Any retailer knows that in-store temperature matters a great deal to customers due to its affect on their overall shopping experience. Imagine trying on new clothes while perspiring in your dressing room or browsing a store while shivering. Retailers are privy to the fact that most heating, ventilation, air conditioning (HVAC) equipment breaks down at the worst imaginable times. Situations like these are caused when the equipment’s performance is stretched to its limits during extreme heat or cold and your asset falls short.

So, why are so many retailers so reactionary to this critical maintenance category?

Reactive maintenance isn’t without least on paper. Otherwise, it wouldn’t be such a challenging approach to overcome. Unfortunately, the money saved by delaying HVAC replacement tends to grow until it’s a looming expense when replacement reaches mission-critical. According to Avonda Air Systems, unplanned service calls cost as much as 9 percent more than planned maintenance. They explain, "As you’re forming your plan, consider this: reactive maintenance should only be performed on components that are inexpensive, easy to replace, where failure does not cause collateral damage in the system."

Here are some of the ways reactive HVAC replacement strategy can cost your stores:

1. Higher equipment pricing

Proactive replacement gives retailers the ability to specify and bid out equipment from several equipment manufacturers, which will help control equipment cost and related replacement parts. Even though this only amounts to 10-15% of a typical equipment lifecycle cost (with maintenance and energy expense evenly sharing the remaining lifecycle costs), sufficient availability of equipment and parts are often more important than their cost.

2. No consolidation of resources

Several components associated with the installation can be optimized during a planned HVAC replacement. Crane rentals, equipment transportation, travel charges, recycling opportunities, etc. are necessary whether replacing just one or all rooftop units (RTUs). These costs, when consolidated into one or multiple total replacements in a specific geographic area, can significantly reduce cost when compared to that incurred for a single unit replacement.

3. Inability to redesign

By accounting for changes made since the store’s original design, including receiving feedback from store personnel or even customers, it affords the opportunity to improve comfort delivery by reducing equipment and capacity while improving energy efficiency, which helps reduce energy expense.
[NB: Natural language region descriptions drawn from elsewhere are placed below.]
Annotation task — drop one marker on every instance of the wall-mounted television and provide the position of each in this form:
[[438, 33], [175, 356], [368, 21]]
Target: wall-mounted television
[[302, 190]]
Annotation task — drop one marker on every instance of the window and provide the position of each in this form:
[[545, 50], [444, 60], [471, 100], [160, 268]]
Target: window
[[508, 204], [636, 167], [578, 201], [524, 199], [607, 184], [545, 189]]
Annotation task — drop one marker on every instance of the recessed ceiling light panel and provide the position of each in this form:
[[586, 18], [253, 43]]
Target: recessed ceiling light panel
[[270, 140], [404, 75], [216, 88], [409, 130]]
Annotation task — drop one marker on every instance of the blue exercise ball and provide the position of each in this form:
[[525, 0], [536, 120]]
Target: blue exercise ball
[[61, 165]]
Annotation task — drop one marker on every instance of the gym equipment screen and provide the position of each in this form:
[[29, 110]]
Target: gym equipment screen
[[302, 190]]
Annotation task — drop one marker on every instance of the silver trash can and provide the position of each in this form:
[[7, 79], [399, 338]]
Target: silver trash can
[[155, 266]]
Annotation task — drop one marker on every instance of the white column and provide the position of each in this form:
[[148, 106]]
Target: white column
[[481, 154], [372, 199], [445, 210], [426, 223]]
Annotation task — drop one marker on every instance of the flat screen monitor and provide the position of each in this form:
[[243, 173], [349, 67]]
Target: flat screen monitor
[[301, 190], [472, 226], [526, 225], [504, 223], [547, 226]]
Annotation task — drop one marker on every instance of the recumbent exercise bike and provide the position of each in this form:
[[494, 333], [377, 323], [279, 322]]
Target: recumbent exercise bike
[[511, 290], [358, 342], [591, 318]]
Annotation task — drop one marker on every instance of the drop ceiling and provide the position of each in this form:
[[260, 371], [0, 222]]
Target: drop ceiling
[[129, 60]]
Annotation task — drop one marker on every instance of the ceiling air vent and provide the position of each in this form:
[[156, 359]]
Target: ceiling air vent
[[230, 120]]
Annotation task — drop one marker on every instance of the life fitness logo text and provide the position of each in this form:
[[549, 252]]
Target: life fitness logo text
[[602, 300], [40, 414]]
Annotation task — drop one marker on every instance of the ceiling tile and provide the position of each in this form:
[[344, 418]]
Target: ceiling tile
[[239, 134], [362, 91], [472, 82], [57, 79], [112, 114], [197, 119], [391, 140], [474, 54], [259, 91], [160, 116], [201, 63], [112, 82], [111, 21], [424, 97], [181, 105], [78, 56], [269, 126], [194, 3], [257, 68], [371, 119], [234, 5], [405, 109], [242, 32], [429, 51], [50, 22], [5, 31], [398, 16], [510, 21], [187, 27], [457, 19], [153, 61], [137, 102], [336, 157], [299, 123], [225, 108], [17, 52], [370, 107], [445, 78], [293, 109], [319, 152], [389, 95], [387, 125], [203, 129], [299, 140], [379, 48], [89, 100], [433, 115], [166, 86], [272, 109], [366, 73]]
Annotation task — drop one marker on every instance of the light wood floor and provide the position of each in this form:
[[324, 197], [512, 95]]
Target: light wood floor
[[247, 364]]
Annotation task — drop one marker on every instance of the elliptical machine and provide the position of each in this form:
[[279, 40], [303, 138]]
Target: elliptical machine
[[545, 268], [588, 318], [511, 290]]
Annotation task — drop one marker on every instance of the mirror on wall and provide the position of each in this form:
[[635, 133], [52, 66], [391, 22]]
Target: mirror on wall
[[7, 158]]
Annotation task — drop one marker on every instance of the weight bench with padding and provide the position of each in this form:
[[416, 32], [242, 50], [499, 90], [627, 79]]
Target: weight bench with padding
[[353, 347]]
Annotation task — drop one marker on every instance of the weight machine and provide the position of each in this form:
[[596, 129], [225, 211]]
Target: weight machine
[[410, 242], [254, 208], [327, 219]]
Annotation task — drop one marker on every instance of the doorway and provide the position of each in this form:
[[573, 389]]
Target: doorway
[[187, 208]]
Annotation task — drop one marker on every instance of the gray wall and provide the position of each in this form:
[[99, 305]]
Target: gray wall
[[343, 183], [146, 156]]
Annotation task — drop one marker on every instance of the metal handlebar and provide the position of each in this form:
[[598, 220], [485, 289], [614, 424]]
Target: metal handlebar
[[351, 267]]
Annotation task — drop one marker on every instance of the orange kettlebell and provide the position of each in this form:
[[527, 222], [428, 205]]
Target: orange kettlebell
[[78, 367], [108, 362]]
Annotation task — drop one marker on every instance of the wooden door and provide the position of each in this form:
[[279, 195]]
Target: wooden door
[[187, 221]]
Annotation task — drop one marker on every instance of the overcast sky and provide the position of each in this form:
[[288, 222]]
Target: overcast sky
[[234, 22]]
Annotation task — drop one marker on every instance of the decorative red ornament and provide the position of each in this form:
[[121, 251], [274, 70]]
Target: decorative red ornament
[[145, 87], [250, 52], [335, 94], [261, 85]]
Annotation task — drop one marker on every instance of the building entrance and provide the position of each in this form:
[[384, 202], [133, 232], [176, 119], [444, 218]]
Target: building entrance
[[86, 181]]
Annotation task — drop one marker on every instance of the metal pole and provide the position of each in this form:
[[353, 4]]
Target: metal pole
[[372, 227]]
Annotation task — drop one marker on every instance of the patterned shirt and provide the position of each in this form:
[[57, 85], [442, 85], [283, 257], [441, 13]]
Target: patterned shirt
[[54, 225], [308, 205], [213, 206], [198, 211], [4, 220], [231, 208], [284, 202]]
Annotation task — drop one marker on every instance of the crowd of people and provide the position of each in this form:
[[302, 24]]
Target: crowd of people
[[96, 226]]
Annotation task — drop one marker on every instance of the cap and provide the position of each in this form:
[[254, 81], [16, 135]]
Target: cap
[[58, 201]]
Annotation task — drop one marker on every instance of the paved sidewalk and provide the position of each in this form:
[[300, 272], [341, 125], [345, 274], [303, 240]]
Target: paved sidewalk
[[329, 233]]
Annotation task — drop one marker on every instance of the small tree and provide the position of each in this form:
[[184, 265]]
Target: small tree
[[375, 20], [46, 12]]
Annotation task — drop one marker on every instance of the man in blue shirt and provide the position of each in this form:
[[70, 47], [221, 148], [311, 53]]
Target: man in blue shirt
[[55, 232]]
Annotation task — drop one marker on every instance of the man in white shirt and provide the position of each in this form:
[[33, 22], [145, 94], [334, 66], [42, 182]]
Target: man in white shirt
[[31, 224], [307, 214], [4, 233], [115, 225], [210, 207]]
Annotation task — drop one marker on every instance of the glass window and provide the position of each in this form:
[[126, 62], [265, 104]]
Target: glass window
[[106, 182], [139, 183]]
This may even include “future-proofing” by adding technology such as Energy Management Systems (EMS) or other control technology

4. No utility rebates or taxes

Pursuing utility rebates, tax or other incentives can help offset the cost of the overall project, but may also require some planning. Many utility companies provide energy rebates for replacing old equipment with more energy-efficient equipment and will help improve the return on investment of the HVAC replacement project. Usually, utility companies require an assessment or analysis prior to the replacement in order to qualify for a rebate, which would be virtually impossible during an emergency replacement.

5. No way to stagger the project

Most retailers have grown their store footprint over time, which affords them the ability to cluster stores of similar age and geography. Most HVAC RTU’s last between 13 and 15 years, so projects can be rolled out to stores that are of similar age. The project can then further be prioritized based on electric and gas utility rates, temperature extremity, and utility rebate availability. Emergency replacements don’t have this luxury.

HVAC maintenance usually ranks at the top of retailers’ budgets, but despite their best efforts to perform preventative maintenance to help control cost, an unusually hot summer or cold winter can easily impact a company’s bottom line. Still, a proactive approach to HVAC replacement enables timely planning, which avoids many of the unknown issues, and could avoid catastrophic failures that could potentially lead to store closures. Planned replacement affords you the luxury of maintaining control over store comfort while managing overall cost.